Photos of ’70s Halloween Trick-or-Treaters That Will Melt Your Cold Heart

Larry Racioppo photographed Halloween in Brooklyn for years, capturing classic costumes from Star Wars characters to the Bride of Frankenstein.

Larry Racioppo is from Brooklyn, but he means old Brooklyn — back when it was just “Red Hook and South Brooklyn and nothing else.” The self-described "ancient" photographer grew up in a family of longshoremen in Sunset Park in the 1950s and ’60s and moved to an apartment in Park Slope in 1973 that cost $125. “I could drive a cab two days a week to cover rent, and the rest of the time I practiced photography,” Racioppo said.

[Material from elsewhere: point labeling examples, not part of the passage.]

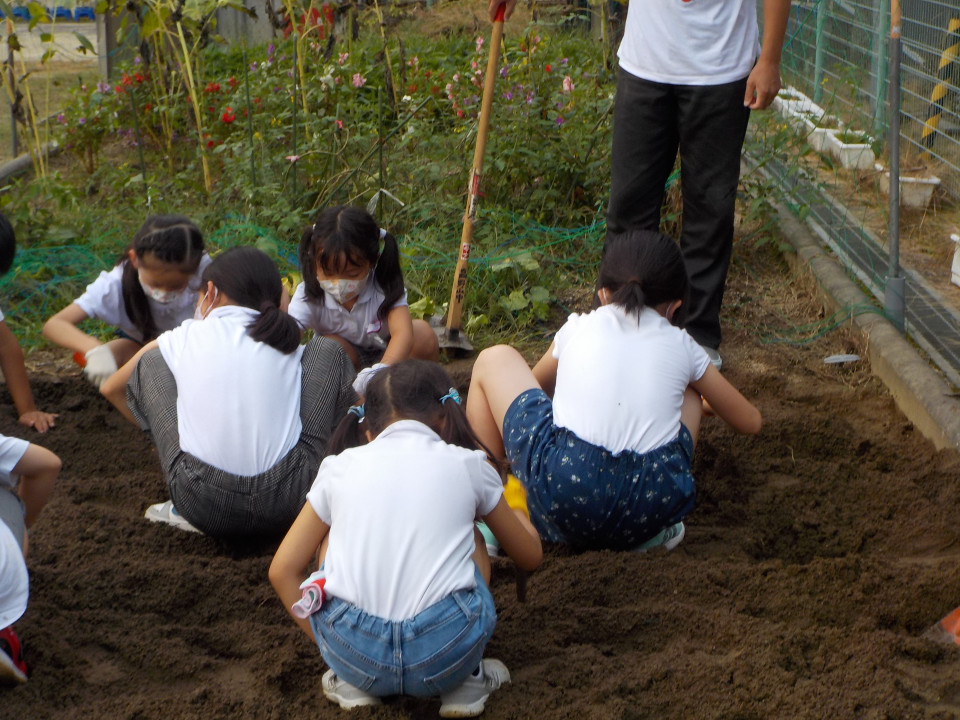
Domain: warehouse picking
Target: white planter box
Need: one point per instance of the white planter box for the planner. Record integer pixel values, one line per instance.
(914, 192)
(955, 271)
(851, 156)
(821, 139)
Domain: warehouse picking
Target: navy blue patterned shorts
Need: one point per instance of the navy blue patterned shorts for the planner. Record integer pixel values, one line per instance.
(584, 495)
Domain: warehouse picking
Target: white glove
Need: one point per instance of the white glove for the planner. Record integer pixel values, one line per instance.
(364, 377)
(100, 364)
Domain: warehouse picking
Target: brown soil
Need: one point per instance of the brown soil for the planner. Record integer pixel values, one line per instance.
(818, 554)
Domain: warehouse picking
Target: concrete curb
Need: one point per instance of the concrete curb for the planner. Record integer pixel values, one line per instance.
(921, 393)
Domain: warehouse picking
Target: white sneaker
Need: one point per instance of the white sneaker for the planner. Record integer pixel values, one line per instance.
(167, 513)
(469, 699)
(668, 539)
(345, 694)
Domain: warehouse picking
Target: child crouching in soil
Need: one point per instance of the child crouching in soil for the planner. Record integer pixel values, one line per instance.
(602, 430)
(404, 604)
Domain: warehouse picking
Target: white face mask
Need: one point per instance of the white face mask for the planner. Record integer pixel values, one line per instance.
(343, 290)
(198, 313)
(164, 297)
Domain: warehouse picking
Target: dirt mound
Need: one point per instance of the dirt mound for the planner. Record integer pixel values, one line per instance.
(816, 557)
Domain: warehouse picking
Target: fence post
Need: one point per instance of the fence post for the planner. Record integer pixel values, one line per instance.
(880, 68)
(894, 289)
(818, 53)
(951, 46)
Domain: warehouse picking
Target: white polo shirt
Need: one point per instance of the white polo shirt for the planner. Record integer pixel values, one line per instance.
(401, 511)
(14, 581)
(690, 42)
(359, 325)
(238, 400)
(620, 380)
(103, 300)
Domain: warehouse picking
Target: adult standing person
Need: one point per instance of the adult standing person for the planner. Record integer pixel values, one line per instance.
(690, 73)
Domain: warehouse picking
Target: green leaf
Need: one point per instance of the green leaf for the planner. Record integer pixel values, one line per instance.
(85, 45)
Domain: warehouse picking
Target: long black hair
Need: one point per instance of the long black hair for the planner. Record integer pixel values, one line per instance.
(409, 390)
(171, 239)
(251, 279)
(643, 268)
(348, 235)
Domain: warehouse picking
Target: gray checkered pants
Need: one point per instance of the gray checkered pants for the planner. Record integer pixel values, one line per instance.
(222, 504)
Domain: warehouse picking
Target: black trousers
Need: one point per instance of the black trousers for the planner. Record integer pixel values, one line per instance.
(707, 124)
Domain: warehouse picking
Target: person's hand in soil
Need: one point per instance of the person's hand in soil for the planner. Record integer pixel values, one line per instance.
(38, 420)
(494, 4)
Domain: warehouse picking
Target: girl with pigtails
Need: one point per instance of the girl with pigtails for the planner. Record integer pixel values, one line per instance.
(401, 603)
(601, 432)
(240, 412)
(352, 291)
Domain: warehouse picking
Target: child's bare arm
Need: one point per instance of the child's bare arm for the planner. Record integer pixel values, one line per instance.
(400, 326)
(62, 329)
(289, 566)
(727, 402)
(15, 373)
(518, 538)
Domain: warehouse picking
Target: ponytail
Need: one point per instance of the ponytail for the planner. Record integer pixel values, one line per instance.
(275, 328)
(171, 239)
(642, 268)
(348, 432)
(388, 274)
(251, 279)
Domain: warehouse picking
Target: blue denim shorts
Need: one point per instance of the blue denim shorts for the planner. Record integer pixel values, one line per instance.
(584, 495)
(424, 656)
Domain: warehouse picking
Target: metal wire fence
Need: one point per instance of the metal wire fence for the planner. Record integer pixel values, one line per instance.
(837, 54)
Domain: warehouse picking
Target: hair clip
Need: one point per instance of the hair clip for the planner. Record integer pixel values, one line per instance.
(452, 395)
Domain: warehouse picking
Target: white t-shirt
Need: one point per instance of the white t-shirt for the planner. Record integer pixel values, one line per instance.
(103, 300)
(401, 511)
(620, 381)
(238, 400)
(14, 581)
(359, 325)
(11, 450)
(690, 42)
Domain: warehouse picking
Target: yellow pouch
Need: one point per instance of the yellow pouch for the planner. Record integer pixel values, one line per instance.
(516, 494)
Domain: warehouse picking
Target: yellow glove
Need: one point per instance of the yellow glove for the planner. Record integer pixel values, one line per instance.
(516, 494)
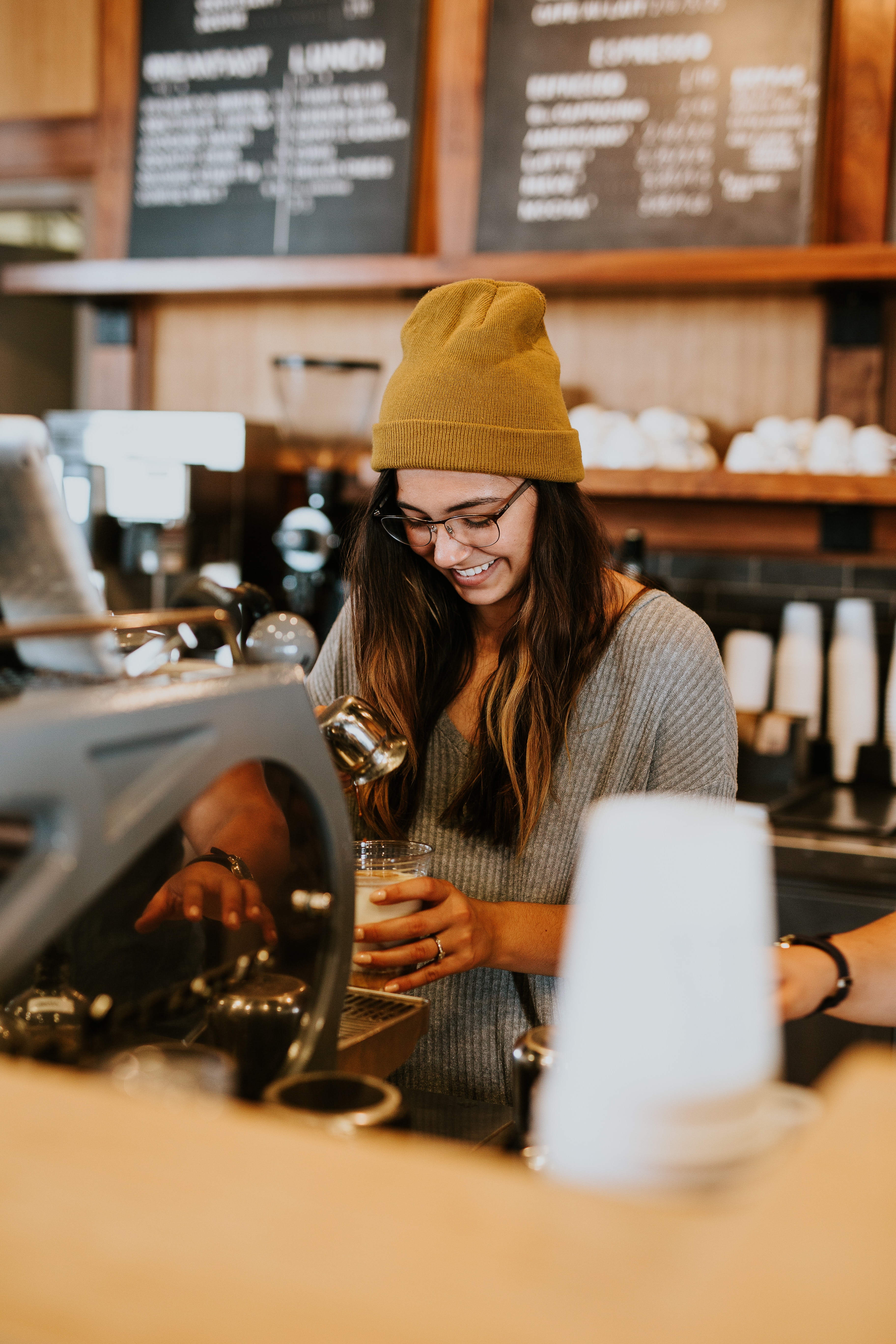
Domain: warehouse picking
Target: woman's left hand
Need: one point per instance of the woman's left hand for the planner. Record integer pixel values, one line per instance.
(465, 929)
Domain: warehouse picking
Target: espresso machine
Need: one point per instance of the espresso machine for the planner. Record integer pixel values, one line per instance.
(101, 757)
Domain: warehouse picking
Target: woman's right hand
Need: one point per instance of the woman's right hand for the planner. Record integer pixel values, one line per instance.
(805, 978)
(209, 890)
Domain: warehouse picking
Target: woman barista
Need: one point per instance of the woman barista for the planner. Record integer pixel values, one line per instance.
(487, 624)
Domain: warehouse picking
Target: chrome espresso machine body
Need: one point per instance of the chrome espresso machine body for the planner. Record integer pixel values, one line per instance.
(95, 775)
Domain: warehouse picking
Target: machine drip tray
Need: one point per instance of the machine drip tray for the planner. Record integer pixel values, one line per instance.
(378, 1033)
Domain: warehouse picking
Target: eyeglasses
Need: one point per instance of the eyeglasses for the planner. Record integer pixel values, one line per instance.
(477, 530)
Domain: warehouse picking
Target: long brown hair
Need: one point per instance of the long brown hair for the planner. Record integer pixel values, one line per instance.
(414, 651)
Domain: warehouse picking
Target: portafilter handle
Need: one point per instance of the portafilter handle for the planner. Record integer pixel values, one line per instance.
(361, 744)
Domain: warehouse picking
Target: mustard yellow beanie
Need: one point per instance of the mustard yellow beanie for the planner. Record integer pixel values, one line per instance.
(479, 389)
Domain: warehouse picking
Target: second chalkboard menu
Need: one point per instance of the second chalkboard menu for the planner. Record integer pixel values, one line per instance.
(276, 127)
(651, 124)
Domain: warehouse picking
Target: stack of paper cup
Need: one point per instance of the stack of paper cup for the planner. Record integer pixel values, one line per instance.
(800, 664)
(890, 713)
(747, 659)
(667, 1036)
(852, 685)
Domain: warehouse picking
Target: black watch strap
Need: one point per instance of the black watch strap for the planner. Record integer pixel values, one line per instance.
(824, 944)
(232, 862)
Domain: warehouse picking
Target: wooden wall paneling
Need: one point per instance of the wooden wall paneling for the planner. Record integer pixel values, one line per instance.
(424, 236)
(459, 34)
(727, 358)
(120, 58)
(859, 122)
(33, 150)
(49, 58)
(718, 527)
(215, 354)
(144, 339)
(854, 382)
(731, 359)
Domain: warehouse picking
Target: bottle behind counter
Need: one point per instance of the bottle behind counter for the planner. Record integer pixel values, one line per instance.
(52, 1011)
(632, 553)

In those days, he photographed all over Brooklyn, but he realized that he loved photographing his neighborhood on Halloween especially. “Back then, trick-or-treating meant egging houses, or spraying people with shaving cream, or filling long socks with colored chalk and whacking people with them,” he said. “But I liked the pictures so much, I went back the next year and the next. I decided to make an art book.”

Racioppo’s 1980 book, Halloween, and the collection of about 100 photos were eventually donated to the New York Public Library’s photo collection. “I loved photographing kids, and I still love photographing kids,” Racioppo said. “Kids are so open. As people get older, we get more closed, more suspicious, more worried. Kids on the street played some of the same games I played as a kid: stickball and racing in the street. So it was easy then to talk to them about it and take a photo.”

These photos are a journey back in time, to The Bionic Woman and Star Wars, before Elsa and Shrek, and before you could readily expect a giant candy bar behind every door. Giant warehouse parties weren’t the norm, but you still can’t beat these ghost costumes.